# Hello



## jgodel77 (Jul 23, 2013)

Hello everyone, my name's Joey and I joined this forum to meet other cat lovers and hopefully get answers to alot of questions that I might have. I recently lost my Sphynx baby a few months back and am considering getting another cat later on in the year. I mainly joined the forum to see if there was any information on specific breeds. I am struggling between choosing an Oriental, a Siamese, a Devon Rex or a Cornish Rex. I know I want one of those but I'm not sure which one yet, I've never owned a Cornish Rex, a Devon Rex or an Oriental so I'm not sure about their temperaments. I used to have a wedge-head Siamese at one time and he was by far one of the sweetest cats I ever had. So I know that if I go with a Siamese I'm guaranteed a very sweet cat. Yet I cant help to feel like I might want something else, maybe something a bit different? Any suggestions?


----------



## marie73 (Jul 12, 2006)

jgodel77 said:


> So I know that if I go with a Siamese I'm guaranteed a very sweet cat.


Nothing is guaranteed with cats, every one has their own personality. You should do a search for "siamese" in the behavior forum and see what fun threads pop up. :grin:


----------



## spotty cats (Sep 23, 2011)

Talk to the breeders, they'll know the personality and temperaments of their cats. I know all my cats and kittens bred meet the standard breed description.


----------



## howsefrau32 (Mar 6, 2013)

I love Siamese cats, want to own one someday, it's my dream cat  I know someone who has 3 Siamese cats and if you've had one before, I guess you know how vocal they are. When this girls 3 cats are all mewing at the same time, it is SO loud, but I find it hysterical and it doesn't bother me. I have an all black cat that acts just like a Siamese cat, he is very, very loud and whiny. I think he would drive some people crazy, and I think Siamese cats would drive some people crazy with how loud they are, but it doesn't bother me. I find them fascinating. I don't know anything at all about the different types that you listed, but I am very anxious to see what you get


----------



## NebraskaCat (Jan 15, 2013)

Joey, I'm sorry for your recent loss of your little friend.

There are some cat breeders and former breeders on the forum membership (like Spotty Cats) who can give good information regarding breeds and breed characteristics.

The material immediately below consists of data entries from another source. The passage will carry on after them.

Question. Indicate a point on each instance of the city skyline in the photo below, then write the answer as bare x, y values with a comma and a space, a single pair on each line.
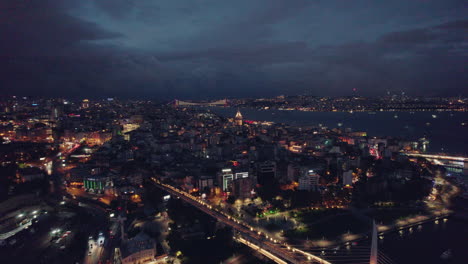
243, 49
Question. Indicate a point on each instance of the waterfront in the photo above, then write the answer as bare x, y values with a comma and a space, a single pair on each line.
443, 129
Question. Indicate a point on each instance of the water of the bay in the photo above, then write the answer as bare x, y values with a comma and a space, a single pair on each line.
444, 130
445, 133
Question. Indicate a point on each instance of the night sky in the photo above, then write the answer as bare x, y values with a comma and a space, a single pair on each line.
215, 48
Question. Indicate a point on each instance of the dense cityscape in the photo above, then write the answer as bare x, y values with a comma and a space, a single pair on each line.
233, 132
111, 181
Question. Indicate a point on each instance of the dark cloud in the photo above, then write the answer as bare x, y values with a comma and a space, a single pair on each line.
210, 48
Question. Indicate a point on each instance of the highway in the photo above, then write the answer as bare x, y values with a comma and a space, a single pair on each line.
273, 249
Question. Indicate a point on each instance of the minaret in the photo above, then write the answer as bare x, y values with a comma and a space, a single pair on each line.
373, 258
238, 118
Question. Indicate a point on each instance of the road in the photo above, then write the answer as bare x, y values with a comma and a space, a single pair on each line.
275, 250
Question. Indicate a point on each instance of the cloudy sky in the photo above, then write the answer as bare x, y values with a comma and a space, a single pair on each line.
214, 48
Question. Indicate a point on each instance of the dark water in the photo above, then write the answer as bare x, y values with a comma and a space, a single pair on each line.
444, 130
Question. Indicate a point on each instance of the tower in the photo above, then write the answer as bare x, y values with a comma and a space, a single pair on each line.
238, 118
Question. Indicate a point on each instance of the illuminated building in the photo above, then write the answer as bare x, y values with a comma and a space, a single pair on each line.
242, 187
309, 181
348, 178
227, 178
85, 104
140, 249
266, 172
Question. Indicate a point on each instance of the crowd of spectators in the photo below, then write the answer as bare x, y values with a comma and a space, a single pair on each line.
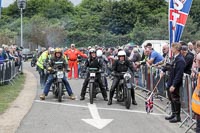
11, 53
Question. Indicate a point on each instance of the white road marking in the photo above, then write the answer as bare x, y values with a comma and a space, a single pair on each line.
96, 121
100, 108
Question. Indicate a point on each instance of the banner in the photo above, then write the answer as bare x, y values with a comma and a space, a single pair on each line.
178, 13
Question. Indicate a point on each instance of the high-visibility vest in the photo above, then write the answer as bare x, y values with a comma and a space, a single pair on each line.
196, 97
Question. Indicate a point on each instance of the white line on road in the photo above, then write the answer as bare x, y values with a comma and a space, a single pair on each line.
96, 121
108, 109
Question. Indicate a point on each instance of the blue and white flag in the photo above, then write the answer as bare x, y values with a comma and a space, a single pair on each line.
178, 14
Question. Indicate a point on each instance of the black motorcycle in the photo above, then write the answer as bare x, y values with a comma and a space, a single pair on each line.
123, 91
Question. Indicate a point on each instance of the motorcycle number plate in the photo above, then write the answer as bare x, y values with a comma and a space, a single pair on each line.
60, 74
92, 74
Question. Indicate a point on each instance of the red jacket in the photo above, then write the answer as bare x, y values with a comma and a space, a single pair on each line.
73, 54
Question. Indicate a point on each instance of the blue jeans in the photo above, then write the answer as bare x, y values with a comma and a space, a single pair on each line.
50, 81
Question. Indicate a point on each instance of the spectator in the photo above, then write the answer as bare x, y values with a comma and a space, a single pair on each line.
196, 98
174, 83
1, 56
165, 50
136, 55
188, 59
72, 55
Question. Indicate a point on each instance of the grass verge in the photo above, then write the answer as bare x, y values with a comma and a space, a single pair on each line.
8, 93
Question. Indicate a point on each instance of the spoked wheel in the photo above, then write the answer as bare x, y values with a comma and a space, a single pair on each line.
91, 87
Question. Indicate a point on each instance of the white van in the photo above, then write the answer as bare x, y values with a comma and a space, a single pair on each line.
156, 44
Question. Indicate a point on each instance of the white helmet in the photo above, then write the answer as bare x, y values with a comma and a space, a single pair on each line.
121, 53
99, 53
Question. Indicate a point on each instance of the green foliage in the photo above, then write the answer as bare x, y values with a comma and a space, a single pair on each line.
93, 22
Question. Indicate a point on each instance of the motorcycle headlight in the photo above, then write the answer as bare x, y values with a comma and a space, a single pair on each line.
127, 76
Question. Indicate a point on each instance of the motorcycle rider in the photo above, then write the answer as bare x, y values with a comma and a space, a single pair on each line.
121, 65
40, 65
104, 59
57, 58
93, 62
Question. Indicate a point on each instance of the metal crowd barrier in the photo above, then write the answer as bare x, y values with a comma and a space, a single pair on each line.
148, 77
8, 71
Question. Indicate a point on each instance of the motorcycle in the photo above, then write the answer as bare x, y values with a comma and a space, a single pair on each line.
58, 86
123, 91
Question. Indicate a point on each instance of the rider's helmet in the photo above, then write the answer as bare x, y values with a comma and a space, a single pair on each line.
121, 53
99, 53
92, 50
58, 50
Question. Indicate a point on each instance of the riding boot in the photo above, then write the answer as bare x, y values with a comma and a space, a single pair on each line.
177, 117
110, 97
133, 97
173, 112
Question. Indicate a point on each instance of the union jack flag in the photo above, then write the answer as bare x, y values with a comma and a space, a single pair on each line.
178, 14
149, 104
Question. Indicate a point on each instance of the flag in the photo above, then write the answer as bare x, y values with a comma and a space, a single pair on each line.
178, 14
149, 104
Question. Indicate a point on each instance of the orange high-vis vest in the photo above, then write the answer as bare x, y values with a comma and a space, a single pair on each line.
196, 97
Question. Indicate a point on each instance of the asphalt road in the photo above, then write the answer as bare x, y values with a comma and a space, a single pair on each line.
75, 116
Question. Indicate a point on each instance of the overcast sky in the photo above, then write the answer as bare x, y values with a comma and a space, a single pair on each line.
5, 3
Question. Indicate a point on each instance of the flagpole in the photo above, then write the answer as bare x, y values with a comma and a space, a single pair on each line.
0, 9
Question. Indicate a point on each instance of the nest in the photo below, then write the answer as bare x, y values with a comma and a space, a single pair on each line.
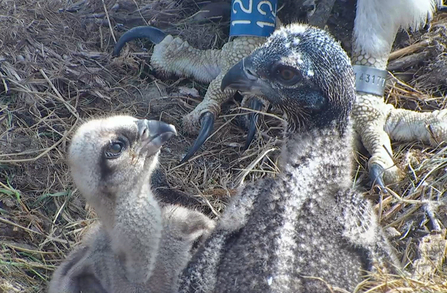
56, 72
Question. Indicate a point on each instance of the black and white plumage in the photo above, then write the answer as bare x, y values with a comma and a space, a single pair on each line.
139, 245
307, 229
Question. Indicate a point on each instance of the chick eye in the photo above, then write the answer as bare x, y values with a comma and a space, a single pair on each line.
114, 149
286, 73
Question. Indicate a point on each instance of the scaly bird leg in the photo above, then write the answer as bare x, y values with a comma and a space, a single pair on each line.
175, 56
374, 120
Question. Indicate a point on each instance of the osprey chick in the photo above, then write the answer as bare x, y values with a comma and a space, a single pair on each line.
307, 230
138, 246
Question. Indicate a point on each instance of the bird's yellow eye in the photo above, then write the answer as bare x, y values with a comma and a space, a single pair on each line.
286, 73
114, 149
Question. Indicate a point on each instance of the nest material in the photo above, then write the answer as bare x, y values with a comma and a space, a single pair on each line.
56, 72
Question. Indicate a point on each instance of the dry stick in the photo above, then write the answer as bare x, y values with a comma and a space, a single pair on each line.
408, 61
108, 20
251, 166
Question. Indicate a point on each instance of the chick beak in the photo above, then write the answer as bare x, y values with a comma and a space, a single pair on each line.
153, 134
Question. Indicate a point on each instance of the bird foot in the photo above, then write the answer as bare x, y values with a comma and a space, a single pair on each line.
165, 52
437, 127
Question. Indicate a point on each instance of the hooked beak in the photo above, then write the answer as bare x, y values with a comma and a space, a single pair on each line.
153, 134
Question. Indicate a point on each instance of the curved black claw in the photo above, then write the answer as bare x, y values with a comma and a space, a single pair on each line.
207, 126
148, 32
255, 104
376, 174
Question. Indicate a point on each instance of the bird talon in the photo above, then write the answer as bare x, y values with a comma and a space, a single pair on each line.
147, 32
207, 126
255, 104
376, 172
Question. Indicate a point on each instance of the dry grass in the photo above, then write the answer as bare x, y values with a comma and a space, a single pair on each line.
56, 71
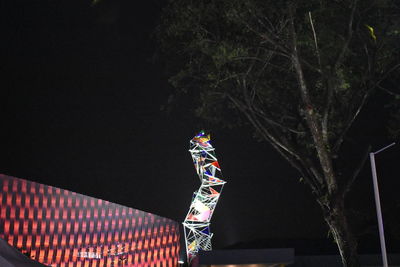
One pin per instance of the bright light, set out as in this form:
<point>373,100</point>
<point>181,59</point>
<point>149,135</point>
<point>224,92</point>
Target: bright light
<point>197,222</point>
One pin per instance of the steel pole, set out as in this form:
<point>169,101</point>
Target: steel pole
<point>378,210</point>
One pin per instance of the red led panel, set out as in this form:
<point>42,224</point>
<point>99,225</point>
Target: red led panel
<point>61,228</point>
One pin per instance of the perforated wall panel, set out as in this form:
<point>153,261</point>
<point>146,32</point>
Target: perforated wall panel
<point>61,228</point>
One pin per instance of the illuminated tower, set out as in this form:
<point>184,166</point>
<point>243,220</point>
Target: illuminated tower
<point>197,221</point>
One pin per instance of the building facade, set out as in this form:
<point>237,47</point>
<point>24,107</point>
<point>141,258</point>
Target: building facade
<point>58,227</point>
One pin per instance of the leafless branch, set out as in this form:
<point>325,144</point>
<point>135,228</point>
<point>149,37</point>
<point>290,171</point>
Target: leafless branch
<point>347,187</point>
<point>350,122</point>
<point>348,38</point>
<point>315,40</point>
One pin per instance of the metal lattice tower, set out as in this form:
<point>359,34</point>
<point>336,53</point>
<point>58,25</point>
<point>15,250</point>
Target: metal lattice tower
<point>197,221</point>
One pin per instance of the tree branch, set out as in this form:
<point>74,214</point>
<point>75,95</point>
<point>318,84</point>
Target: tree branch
<point>349,36</point>
<point>347,187</point>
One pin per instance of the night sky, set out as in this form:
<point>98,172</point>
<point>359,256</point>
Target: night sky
<point>80,110</point>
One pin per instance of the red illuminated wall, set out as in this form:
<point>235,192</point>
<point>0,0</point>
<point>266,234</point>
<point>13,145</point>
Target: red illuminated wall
<point>61,228</point>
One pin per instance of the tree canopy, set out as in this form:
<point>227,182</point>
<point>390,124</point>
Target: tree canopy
<point>298,72</point>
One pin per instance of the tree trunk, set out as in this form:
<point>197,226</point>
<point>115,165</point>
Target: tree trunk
<point>336,219</point>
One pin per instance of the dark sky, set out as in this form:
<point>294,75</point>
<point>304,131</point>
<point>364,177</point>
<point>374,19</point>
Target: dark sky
<point>80,110</point>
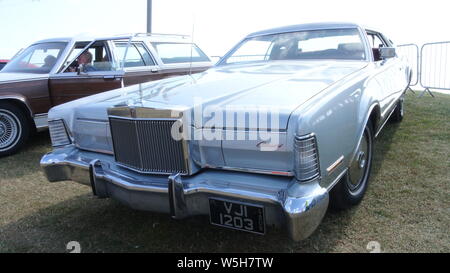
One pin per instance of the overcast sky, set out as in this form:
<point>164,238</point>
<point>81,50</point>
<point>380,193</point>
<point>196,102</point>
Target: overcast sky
<point>217,24</point>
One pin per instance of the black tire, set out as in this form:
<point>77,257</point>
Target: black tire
<point>397,115</point>
<point>14,129</point>
<point>347,193</point>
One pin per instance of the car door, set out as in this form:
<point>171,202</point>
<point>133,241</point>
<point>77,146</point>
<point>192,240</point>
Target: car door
<point>138,62</point>
<point>103,75</point>
<point>387,70</point>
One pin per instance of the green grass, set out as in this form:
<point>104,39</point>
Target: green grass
<point>406,208</point>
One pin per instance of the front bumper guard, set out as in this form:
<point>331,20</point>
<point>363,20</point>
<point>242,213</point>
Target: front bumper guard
<point>298,206</point>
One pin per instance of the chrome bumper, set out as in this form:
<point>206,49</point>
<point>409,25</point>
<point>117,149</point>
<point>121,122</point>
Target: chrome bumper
<point>300,207</point>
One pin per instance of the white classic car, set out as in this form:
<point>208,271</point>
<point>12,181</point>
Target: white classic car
<point>283,123</point>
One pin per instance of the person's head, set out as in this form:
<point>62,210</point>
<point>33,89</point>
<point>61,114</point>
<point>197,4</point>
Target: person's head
<point>85,58</point>
<point>49,61</point>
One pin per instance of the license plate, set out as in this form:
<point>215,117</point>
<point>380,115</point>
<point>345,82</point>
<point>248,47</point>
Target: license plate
<point>236,215</point>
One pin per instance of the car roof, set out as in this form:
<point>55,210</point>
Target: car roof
<point>302,27</point>
<point>151,37</point>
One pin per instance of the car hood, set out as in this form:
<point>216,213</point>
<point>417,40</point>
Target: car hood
<point>11,77</point>
<point>284,85</point>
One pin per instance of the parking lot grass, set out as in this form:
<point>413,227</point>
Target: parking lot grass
<point>406,208</point>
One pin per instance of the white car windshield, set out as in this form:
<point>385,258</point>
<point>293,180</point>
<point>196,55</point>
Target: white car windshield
<point>38,58</point>
<point>340,44</point>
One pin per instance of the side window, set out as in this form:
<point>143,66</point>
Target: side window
<point>375,42</point>
<point>145,55</point>
<point>96,58</point>
<point>137,54</point>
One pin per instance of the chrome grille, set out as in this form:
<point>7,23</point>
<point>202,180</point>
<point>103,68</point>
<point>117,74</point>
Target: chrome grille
<point>147,146</point>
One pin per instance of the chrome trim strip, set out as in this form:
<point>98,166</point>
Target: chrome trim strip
<point>94,150</point>
<point>257,171</point>
<point>335,181</point>
<point>333,166</point>
<point>19,98</point>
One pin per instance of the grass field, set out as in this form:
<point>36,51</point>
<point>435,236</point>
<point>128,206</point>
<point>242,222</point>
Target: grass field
<point>406,208</point>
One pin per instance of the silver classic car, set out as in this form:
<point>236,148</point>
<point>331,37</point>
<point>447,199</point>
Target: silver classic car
<point>282,126</point>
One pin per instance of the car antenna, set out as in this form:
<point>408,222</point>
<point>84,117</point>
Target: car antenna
<point>192,45</point>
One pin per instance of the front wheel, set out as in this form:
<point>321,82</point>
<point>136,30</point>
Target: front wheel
<point>14,129</point>
<point>351,188</point>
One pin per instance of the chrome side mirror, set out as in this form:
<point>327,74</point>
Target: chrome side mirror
<point>80,69</point>
<point>387,52</point>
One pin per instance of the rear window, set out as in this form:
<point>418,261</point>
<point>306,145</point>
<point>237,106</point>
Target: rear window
<point>171,53</point>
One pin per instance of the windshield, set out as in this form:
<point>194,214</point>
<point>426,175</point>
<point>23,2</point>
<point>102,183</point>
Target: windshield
<point>38,58</point>
<point>171,53</point>
<point>341,44</point>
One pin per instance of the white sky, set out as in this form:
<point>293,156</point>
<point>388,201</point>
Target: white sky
<point>217,24</point>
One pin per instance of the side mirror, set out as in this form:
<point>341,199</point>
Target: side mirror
<point>80,69</point>
<point>387,52</point>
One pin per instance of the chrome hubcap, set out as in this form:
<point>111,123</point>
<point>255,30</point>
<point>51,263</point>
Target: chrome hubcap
<point>358,168</point>
<point>9,129</point>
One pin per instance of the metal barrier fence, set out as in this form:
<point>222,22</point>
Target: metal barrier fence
<point>410,53</point>
<point>435,66</point>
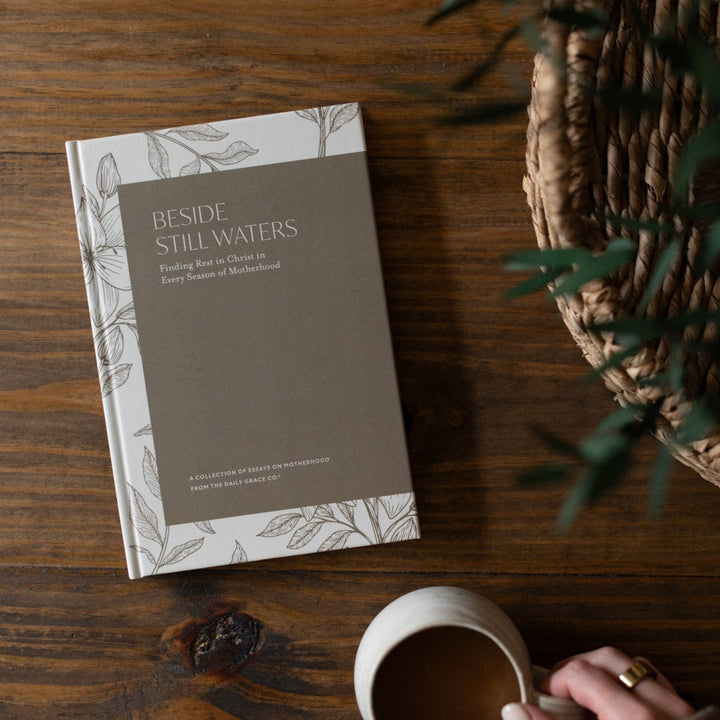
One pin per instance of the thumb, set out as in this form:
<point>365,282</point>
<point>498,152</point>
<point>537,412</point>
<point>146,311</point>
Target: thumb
<point>523,711</point>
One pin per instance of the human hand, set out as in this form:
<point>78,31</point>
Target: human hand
<point>593,681</point>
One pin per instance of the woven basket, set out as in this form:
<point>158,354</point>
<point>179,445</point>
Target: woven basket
<point>586,161</point>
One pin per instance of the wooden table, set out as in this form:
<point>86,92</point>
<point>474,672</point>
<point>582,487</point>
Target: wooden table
<point>476,373</point>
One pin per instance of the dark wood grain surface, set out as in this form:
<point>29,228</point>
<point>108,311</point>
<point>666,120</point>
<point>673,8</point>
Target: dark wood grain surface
<point>476,373</point>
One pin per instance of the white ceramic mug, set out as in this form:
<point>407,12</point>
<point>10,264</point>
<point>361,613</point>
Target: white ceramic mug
<point>446,652</point>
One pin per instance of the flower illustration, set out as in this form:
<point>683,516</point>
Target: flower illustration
<point>104,259</point>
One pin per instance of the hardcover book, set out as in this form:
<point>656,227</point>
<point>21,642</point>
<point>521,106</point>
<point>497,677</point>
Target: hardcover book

I would also like to put in a brief plug for shelter cats. You get to interact with them in advance so you have an idea of personality (but like Marie73 said, there are no guarantees). When touring shelters and interacting with cats there, you will see many combinations of characteristics and dispositions, some very closely resembling specific breeds. Shelter cats are usually less expensive. And best of all, the cat gets to have a say in the selection process.

That was just my $0.02.


----------



## howsefrau32 (Mar 6, 2013)

THis is why as much as I want an adorable ragdoll or fluffy himalayan, I probably couldn't do it.....pick one over a shelter cat. I never get a chance to go look at a shelter though......these cats keep finding me!


----------



## catloverami (Jul 5, 2010)

There's a big difference between Cornish Rex and Devon Rex in personality and looks....the Devons have that pixie-look to their faces, whereas the Cornish head is more like the Orientals and Siamese. My Devon Rex breeder was a former Cornish Rex breeder, but she found them too active, and "off the wall", and switched to breeding Devons, which are active, curious, loving, but because of British Shorthair used in their breeding background, gives them a more quiet and calm personality than a Cornish Rex. From my observation Siamese are more talkative and a little more active than Devons, and but not as much as a Cornish Rex.


----------